Although network architectures may vary, common to most networks, and of particular interest herein, are switch rack systems. Such systems involve multiple-port cards mounted in a chassis. Each activated port of a card is connected to an aggregation box in the panel with patch cord. The aggregation box, in turn, is connected to a deaggregation or breakout box with a trunk. The breakout box breaks out the trunk into individual channels again. The interconnections between the ports and the aggregation box and between the aggregation and breakout boxes may be accomplished using optical fiber or electrical conductor. Optical fibers and electric conductors are collectively referred to herein as “conductors”.
One of the objectives in designing switch rack systems is to minimize floor space. To this end, efforts are generally concentrated on increasing port density. This means increasing the number of ports on a particular switch and increasing the number of cards that fit into a particular rack or panel. A challenge in designing and installing such high port density switch racks is organizing the patch cords interconnecting the ports to the aggregator. For example, each activated port requires a discrete connection to the aggregator. This can lead to a great quantity of patch cords and general clutter as is known in the art.
Applicants recognize that much of the jumble/clutter associated with switch racks is caused by excess cable connecting the switches to the aggregator. To some extent, this clutter has been reduced by the advent of “hydras,” which essentially bundle the ends of multiple patch cords and terminate the bundle with a single multi-conductor connector. However, hydras also tend to have excess cable. More specifically, hydras are pre-terminated on each end with connectors to facilitate connection in the field. Because the conductors are pre-terminated, they must be a predetermined length. However, at the time the hydras are fabricated/terminated with connectors, the required length is typically unknown. That is, depending upon the port's location in the panel and the corresponding location of its respective connection in the aggregator, the required lengths of the hydras can vary. Since this length is not known at the time the hydras are prepared, most hydras are manufactured to accommodate the longest distances typically required. Although this approach ensures that all switch ports can be connected to their respective connection in the aggregator, it necessarily means that there is excess cable length for most of the interconnections.
Aside from being unsightly, this clutter may cause other problems as well. First, the unwieldy interconnections create a strong likelihood that a hydra will be connected to the wrong port in error. In other words, even trained technicians find it difficult to work around such clutter effectively without making errors. If a hydra is in fact connected to the wrong port, it may take hours to troubleshoot and resolve the problem in the mass of interconnections.
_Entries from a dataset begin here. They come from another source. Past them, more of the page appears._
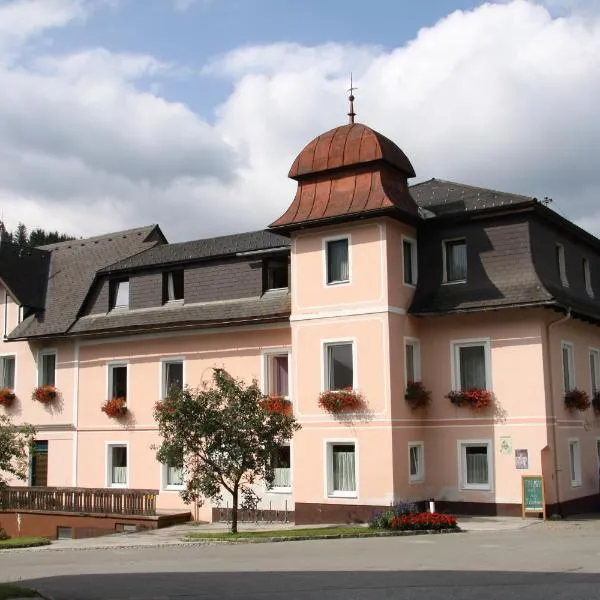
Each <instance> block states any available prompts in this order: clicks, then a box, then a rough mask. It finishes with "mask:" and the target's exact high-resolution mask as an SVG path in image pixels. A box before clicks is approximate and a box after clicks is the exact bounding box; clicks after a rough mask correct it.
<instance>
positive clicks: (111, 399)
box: [102, 397, 127, 418]
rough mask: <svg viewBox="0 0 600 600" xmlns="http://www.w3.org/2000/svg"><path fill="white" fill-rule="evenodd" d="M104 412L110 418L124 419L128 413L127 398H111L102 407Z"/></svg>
mask: <svg viewBox="0 0 600 600" xmlns="http://www.w3.org/2000/svg"><path fill="white" fill-rule="evenodd" d="M102 412H103V413H106V414H107V415H108V416H109V417H113V418H115V417H122V416H123V415H124V414H125V413H126V412H127V400H126V399H125V398H121V397H119V398H110V400H107V401H106V402H105V403H104V404H103V405H102Z"/></svg>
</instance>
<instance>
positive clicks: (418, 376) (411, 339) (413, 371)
mask: <svg viewBox="0 0 600 600" xmlns="http://www.w3.org/2000/svg"><path fill="white" fill-rule="evenodd" d="M404 375H405V377H406V379H405V381H406V384H407V385H408V383H409V382H410V381H421V344H420V342H419V340H415V339H412V338H404Z"/></svg>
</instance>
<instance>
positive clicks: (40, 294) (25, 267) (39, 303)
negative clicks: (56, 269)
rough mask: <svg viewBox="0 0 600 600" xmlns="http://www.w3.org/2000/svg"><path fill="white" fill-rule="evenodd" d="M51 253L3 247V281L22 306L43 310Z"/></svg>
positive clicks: (15, 245) (6, 245) (2, 250)
mask: <svg viewBox="0 0 600 600" xmlns="http://www.w3.org/2000/svg"><path fill="white" fill-rule="evenodd" d="M49 266H50V252H47V251H45V250H39V249H37V248H20V247H19V246H17V245H15V244H9V243H7V242H3V243H1V244H0V278H2V281H3V282H4V283H5V284H6V286H7V287H8V289H9V290H10V291H11V293H12V294H14V296H15V298H16V300H17V302H18V303H19V304H20V305H22V306H27V307H30V308H36V309H40V308H43V307H44V298H45V296H46V284H47V282H48V268H49Z"/></svg>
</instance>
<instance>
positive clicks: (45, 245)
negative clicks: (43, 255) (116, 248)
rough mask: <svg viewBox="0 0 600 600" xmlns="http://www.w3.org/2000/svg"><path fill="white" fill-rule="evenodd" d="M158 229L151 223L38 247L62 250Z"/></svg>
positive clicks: (40, 247) (47, 244)
mask: <svg viewBox="0 0 600 600" xmlns="http://www.w3.org/2000/svg"><path fill="white" fill-rule="evenodd" d="M156 227H158V223H153V224H152V225H145V226H143V227H132V228H130V229H121V230H119V231H110V232H108V233H103V234H101V235H94V236H90V237H87V238H75V239H73V240H65V241H64V242H55V243H54V244H45V245H44V246H39V249H41V250H55V249H56V248H62V247H65V246H72V245H73V244H74V243H79V244H82V243H83V244H85V243H86V242H95V241H100V240H104V239H110V238H113V237H116V236H119V235H121V236H122V235H125V234H132V233H138V232H142V231H148V233H150V232H151V231H152V230H153V229H155V228H156Z"/></svg>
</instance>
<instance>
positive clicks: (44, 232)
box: [0, 221, 75, 248]
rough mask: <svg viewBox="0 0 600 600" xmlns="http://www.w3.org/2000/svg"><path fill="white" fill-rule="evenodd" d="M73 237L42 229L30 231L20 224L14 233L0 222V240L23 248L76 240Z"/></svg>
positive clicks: (31, 247) (63, 233) (32, 247)
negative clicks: (15, 244) (13, 244)
mask: <svg viewBox="0 0 600 600" xmlns="http://www.w3.org/2000/svg"><path fill="white" fill-rule="evenodd" d="M74 239H75V238H74V237H73V236H70V235H67V234H65V233H59V232H58V231H46V230H45V229H41V228H40V227H38V228H36V229H32V230H31V231H29V230H28V229H27V227H26V225H25V224H24V223H19V224H18V225H17V228H16V229H15V230H14V231H8V229H6V227H5V226H4V223H3V222H2V221H0V240H2V242H10V243H13V244H16V245H17V246H19V247H21V248H37V247H38V246H45V245H46V244H55V243H56V242H66V241H68V240H74Z"/></svg>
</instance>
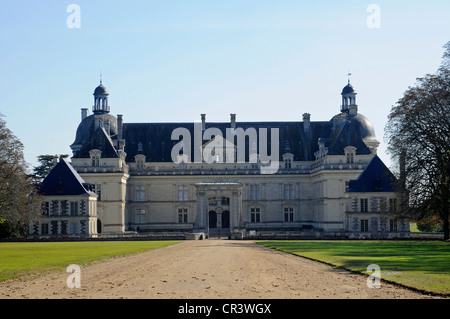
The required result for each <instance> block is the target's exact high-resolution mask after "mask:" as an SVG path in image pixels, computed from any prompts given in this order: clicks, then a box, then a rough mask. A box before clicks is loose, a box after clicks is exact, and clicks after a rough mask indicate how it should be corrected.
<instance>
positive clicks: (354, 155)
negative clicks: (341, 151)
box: [344, 146, 356, 164]
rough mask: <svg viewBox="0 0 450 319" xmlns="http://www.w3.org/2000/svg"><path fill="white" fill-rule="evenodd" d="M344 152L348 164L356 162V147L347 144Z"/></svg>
mask: <svg viewBox="0 0 450 319" xmlns="http://www.w3.org/2000/svg"><path fill="white" fill-rule="evenodd" d="M344 153H345V156H346V157H347V164H353V163H354V162H355V154H356V147H354V146H347V147H346V148H344Z"/></svg>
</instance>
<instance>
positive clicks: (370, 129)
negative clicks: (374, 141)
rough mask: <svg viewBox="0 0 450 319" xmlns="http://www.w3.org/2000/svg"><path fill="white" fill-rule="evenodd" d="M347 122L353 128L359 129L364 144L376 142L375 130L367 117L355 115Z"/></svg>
mask: <svg viewBox="0 0 450 319" xmlns="http://www.w3.org/2000/svg"><path fill="white" fill-rule="evenodd" d="M349 120H350V124H351V126H352V127H353V128H355V129H356V128H358V129H359V132H360V134H361V138H362V140H363V141H364V142H369V141H376V140H377V139H376V137H375V129H374V128H373V125H372V123H371V122H370V121H369V119H368V118H367V117H365V116H364V115H362V114H360V113H358V114H357V115H355V116H352V117H351V118H350V119H349Z"/></svg>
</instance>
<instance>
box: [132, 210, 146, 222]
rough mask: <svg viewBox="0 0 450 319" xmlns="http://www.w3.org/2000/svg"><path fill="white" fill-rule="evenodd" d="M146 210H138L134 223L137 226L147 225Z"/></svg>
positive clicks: (136, 210) (136, 212)
mask: <svg viewBox="0 0 450 319" xmlns="http://www.w3.org/2000/svg"><path fill="white" fill-rule="evenodd" d="M145 213H146V212H145V209H140V208H138V209H136V212H135V216H134V222H135V223H136V224H144V223H145Z"/></svg>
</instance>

Another problem caused by this clutter is that complicates the task of activating an inactivated port difficult. More specifically, if a port is not required at the time of installation, it will often not be populated with a transceiver or other active device typically found in such ports. If, however, demand increases, the capacity of the switch rack may be increased by activating one or more ports. This typically requires populating the inactivated ports with a transceiver or other active device retroactively, and thus interconnecting the port with the aggregator retroactively. Such a retroactive installation of a hydra in a cluttered environment is difficult, and, as mentioned above, prone to error.
Although cable ties and other measures may be taken to organize these hydras, these approaches are aimed at bundling the excess cable, but not eliminating it. Therefore, a need exists for a switch rack system that minimizes clutter and thereby reduces the likelihood of improper interconnections and increases the ability to retroactively activate and interconnect ports on the card. The present invention fulfills these needs among others.